Dieses Angebot sollte möglichst barrierefrei zugänglich sein, Texte, Fotos und Co. nicht in den verästelten Strukturen einer Website und kaum auffindbar verborgen sein. Zudem dienen zu viele Zugangskontrollen und ‑sperren ebenso wenig einer offenen und friktionsfreien Kommunikation. Denn merke: Kontrolle ist gut, aber zu viel Kontrolle verärgert das Gegenüber.
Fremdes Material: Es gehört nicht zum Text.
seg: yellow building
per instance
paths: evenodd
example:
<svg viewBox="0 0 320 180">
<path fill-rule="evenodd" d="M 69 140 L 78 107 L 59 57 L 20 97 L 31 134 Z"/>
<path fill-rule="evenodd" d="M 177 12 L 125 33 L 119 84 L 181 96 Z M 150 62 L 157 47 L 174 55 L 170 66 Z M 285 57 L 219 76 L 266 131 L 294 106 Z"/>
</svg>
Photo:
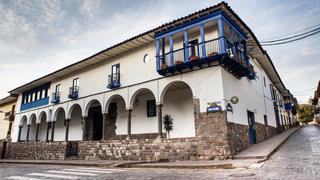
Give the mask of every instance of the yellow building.
<svg viewBox="0 0 320 180">
<path fill-rule="evenodd" d="M 14 96 L 0 100 L 0 140 L 10 138 L 16 102 L 17 97 Z"/>
</svg>

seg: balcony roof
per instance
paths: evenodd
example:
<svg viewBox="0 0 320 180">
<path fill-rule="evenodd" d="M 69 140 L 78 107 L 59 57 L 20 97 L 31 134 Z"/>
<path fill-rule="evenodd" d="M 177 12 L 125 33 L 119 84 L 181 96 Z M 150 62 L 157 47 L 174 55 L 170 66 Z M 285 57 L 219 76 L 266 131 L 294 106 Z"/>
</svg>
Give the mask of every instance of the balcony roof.
<svg viewBox="0 0 320 180">
<path fill-rule="evenodd" d="M 251 29 L 240 19 L 240 17 L 231 9 L 231 7 L 229 7 L 228 4 L 225 2 L 221 2 L 214 6 L 202 9 L 195 13 L 189 14 L 185 17 L 181 17 L 172 22 L 163 24 L 157 28 L 151 29 L 142 34 L 139 34 L 130 39 L 127 39 L 121 43 L 115 44 L 79 62 L 66 66 L 53 73 L 50 73 L 34 81 L 31 81 L 27 84 L 24 84 L 20 87 L 17 87 L 11 90 L 9 93 L 19 94 L 24 91 L 30 90 L 32 88 L 35 88 L 39 84 L 49 83 L 54 79 L 58 79 L 58 78 L 67 76 L 69 74 L 75 73 L 79 70 L 87 68 L 88 66 L 92 66 L 92 65 L 104 62 L 115 56 L 131 51 L 135 48 L 139 48 L 141 46 L 154 42 L 156 33 L 168 31 L 179 25 L 189 23 L 190 21 L 193 21 L 195 19 L 206 16 L 210 13 L 221 11 L 221 10 L 224 13 L 226 13 L 229 16 L 229 18 L 231 18 L 242 29 L 243 32 L 247 34 L 248 44 L 250 44 L 249 54 L 255 57 L 258 60 L 258 62 L 263 66 L 268 76 L 270 77 L 271 81 L 274 83 L 274 85 L 280 91 L 280 93 L 284 96 L 292 96 L 290 92 L 285 88 L 277 70 L 275 69 L 274 64 L 271 61 L 270 56 L 262 48 L 256 36 L 253 34 Z"/>
<path fill-rule="evenodd" d="M 0 99 L 0 106 L 1 105 L 4 105 L 4 104 L 8 104 L 8 103 L 11 103 L 13 101 L 16 101 L 17 100 L 17 96 L 7 96 L 3 99 Z"/>
</svg>

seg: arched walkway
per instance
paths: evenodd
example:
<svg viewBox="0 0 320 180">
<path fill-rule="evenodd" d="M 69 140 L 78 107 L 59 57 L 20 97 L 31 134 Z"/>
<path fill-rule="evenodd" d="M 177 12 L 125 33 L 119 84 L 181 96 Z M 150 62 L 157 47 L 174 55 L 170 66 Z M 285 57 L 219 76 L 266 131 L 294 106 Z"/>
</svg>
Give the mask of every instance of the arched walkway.
<svg viewBox="0 0 320 180">
<path fill-rule="evenodd" d="M 131 100 L 132 109 L 131 132 L 132 134 L 157 134 L 158 118 L 155 96 L 149 89 L 137 90 Z"/>
<path fill-rule="evenodd" d="M 42 111 L 39 115 L 39 132 L 38 132 L 38 140 L 46 141 L 47 136 L 47 114 Z"/>
<path fill-rule="evenodd" d="M 30 116 L 30 124 L 29 141 L 35 141 L 37 132 L 37 116 L 34 113 Z"/>
<path fill-rule="evenodd" d="M 55 111 L 53 116 L 53 123 L 51 125 L 51 140 L 52 141 L 64 141 L 65 139 L 65 118 L 66 112 L 60 107 Z M 53 134 L 53 135 L 52 135 Z M 52 139 L 53 136 L 53 139 Z"/>
<path fill-rule="evenodd" d="M 113 95 L 106 105 L 106 138 L 128 135 L 128 111 L 122 96 Z"/>
<path fill-rule="evenodd" d="M 102 106 L 98 100 L 91 100 L 86 107 L 87 119 L 84 125 L 84 140 L 102 139 Z"/>
<path fill-rule="evenodd" d="M 19 125 L 19 135 L 18 141 L 26 141 L 27 140 L 27 131 L 28 131 L 28 125 L 27 125 L 27 116 L 24 115 L 21 118 L 20 125 Z"/>
<path fill-rule="evenodd" d="M 82 109 L 79 104 L 73 104 L 68 112 L 69 134 L 68 140 L 82 140 Z"/>
<path fill-rule="evenodd" d="M 168 114 L 173 118 L 172 138 L 194 137 L 195 119 L 192 90 L 182 81 L 168 84 L 161 92 L 163 116 Z"/>
</svg>

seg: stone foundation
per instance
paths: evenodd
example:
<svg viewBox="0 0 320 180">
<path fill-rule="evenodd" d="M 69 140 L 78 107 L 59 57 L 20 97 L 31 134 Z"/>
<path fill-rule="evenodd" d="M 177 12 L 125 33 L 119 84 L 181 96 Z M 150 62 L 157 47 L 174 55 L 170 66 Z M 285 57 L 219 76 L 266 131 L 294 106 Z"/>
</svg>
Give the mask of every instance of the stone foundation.
<svg viewBox="0 0 320 180">
<path fill-rule="evenodd" d="M 228 138 L 232 155 L 239 153 L 250 145 L 248 132 L 249 127 L 247 125 L 228 122 Z"/>
<path fill-rule="evenodd" d="M 66 142 L 15 142 L 10 143 L 7 158 L 64 160 L 66 151 Z"/>
<path fill-rule="evenodd" d="M 88 160 L 211 160 L 229 156 L 228 145 L 208 139 L 129 139 L 79 142 L 79 158 Z"/>
</svg>

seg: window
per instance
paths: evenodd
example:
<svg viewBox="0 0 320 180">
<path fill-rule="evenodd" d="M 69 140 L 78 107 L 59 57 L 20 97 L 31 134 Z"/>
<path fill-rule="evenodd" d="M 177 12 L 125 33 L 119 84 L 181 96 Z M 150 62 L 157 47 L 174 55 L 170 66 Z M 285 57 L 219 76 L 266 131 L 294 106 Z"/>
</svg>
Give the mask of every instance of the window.
<svg viewBox="0 0 320 180">
<path fill-rule="evenodd" d="M 42 92 L 41 92 L 41 99 L 45 98 L 46 97 L 46 89 L 42 89 Z"/>
<path fill-rule="evenodd" d="M 39 100 L 39 99 L 41 99 L 41 90 L 39 90 L 38 92 L 37 92 L 37 100 Z"/>
<path fill-rule="evenodd" d="M 189 56 L 198 56 L 199 55 L 199 43 L 198 43 L 198 39 L 189 41 L 188 46 L 191 50 L 191 54 L 189 54 Z"/>
<path fill-rule="evenodd" d="M 147 117 L 154 117 L 157 115 L 156 101 L 147 101 Z"/>
<path fill-rule="evenodd" d="M 268 118 L 267 115 L 263 115 L 263 119 L 264 119 L 264 125 L 268 125 Z"/>
<path fill-rule="evenodd" d="M 60 87 L 61 87 L 60 84 L 56 85 L 56 94 L 60 92 Z"/>
<path fill-rule="evenodd" d="M 75 78 L 72 81 L 72 87 L 78 87 L 79 86 L 79 78 Z"/>
<path fill-rule="evenodd" d="M 32 93 L 32 99 L 31 99 L 31 101 L 35 101 L 35 99 L 36 99 L 36 93 Z"/>
<path fill-rule="evenodd" d="M 149 62 L 149 54 L 145 54 L 145 55 L 143 56 L 143 62 L 144 62 L 145 64 L 147 64 L 147 63 Z"/>
</svg>

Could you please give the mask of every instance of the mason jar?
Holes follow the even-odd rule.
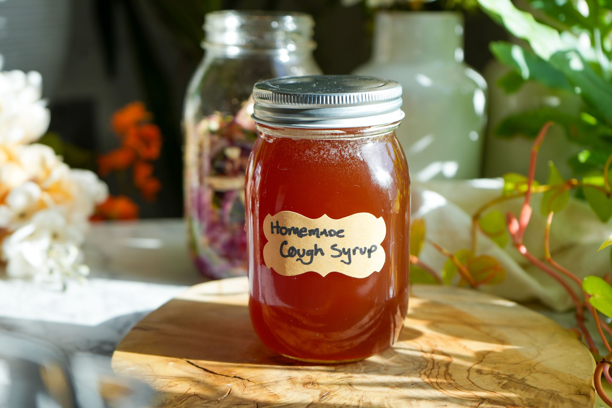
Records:
[[[190,251],[211,278],[246,275],[244,176],[256,139],[253,84],[319,73],[312,18],[300,13],[207,14],[205,56],[185,102],[185,218]]]
[[[380,353],[406,317],[410,179],[401,86],[368,76],[259,82],[247,174],[249,310],[279,354]]]

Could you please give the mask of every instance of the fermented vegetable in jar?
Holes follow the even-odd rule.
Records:
[[[247,274],[244,175],[256,139],[257,81],[319,73],[312,18],[223,10],[206,15],[206,56],[185,100],[185,217],[189,249],[213,279]]]
[[[249,310],[269,348],[340,362],[397,339],[408,300],[410,180],[397,83],[277,78],[253,88],[245,189]]]

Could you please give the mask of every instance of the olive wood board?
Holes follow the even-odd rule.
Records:
[[[354,363],[282,357],[251,325],[246,278],[189,288],[113,355],[156,391],[153,406],[592,407],[595,363],[539,313],[480,292],[414,285],[399,340]]]

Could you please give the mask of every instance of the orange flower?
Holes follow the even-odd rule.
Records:
[[[138,206],[125,196],[110,196],[106,201],[98,206],[91,219],[134,220],[138,218]]]
[[[155,199],[155,195],[162,188],[162,183],[152,174],[152,165],[145,161],[134,163],[134,185],[140,190],[144,199],[149,201]]]
[[[98,173],[104,177],[114,170],[125,170],[135,159],[133,150],[126,147],[116,149],[98,157]]]
[[[125,105],[113,115],[113,128],[120,135],[124,135],[132,127],[144,121],[150,119],[151,114],[147,112],[144,104],[140,102]]]
[[[155,160],[159,158],[162,150],[162,135],[157,126],[146,124],[131,128],[124,139],[123,144],[134,149],[140,158]]]

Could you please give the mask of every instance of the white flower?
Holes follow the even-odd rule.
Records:
[[[86,275],[88,270],[78,264],[78,246],[84,239],[80,229],[70,224],[61,211],[39,211],[2,242],[7,275],[62,284],[67,277]]]
[[[50,114],[42,94],[38,72],[0,73],[0,144],[30,143],[47,131]]]
[[[49,111],[35,72],[0,73],[0,267],[8,276],[65,287],[89,273],[80,246],[108,188],[47,146]]]
[[[11,190],[0,205],[0,228],[12,231],[27,223],[40,208],[40,187],[31,181]]]

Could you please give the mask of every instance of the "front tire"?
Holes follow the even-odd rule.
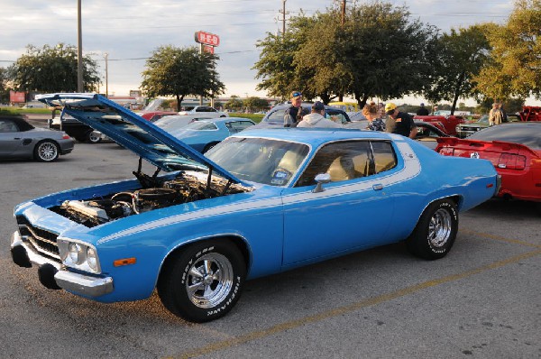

Wer seine Hausaufgaben in diesem Sinne gemacht hat, darf dann auch seine zweite Strategie umsetzen: „Ich in den Medien“ oder „Wir in den Medien“. Ein bisschen Selbstbeweihräucherung schadet nie und im Idealfall dienen solche Medienberichte ja den informationshungrigen Journalisten als Basisinformation und zur Einordnung.

Wer aber unter dem „Presse“-Button ausschließlich eine solche Eigenlob-Ausschnitt-Sammlung anbietet, hat den Sinn der Übung im speziellen und jenen der Disziplin Kommunikation ganz allgemein schlicht und einfach nicht verstanden.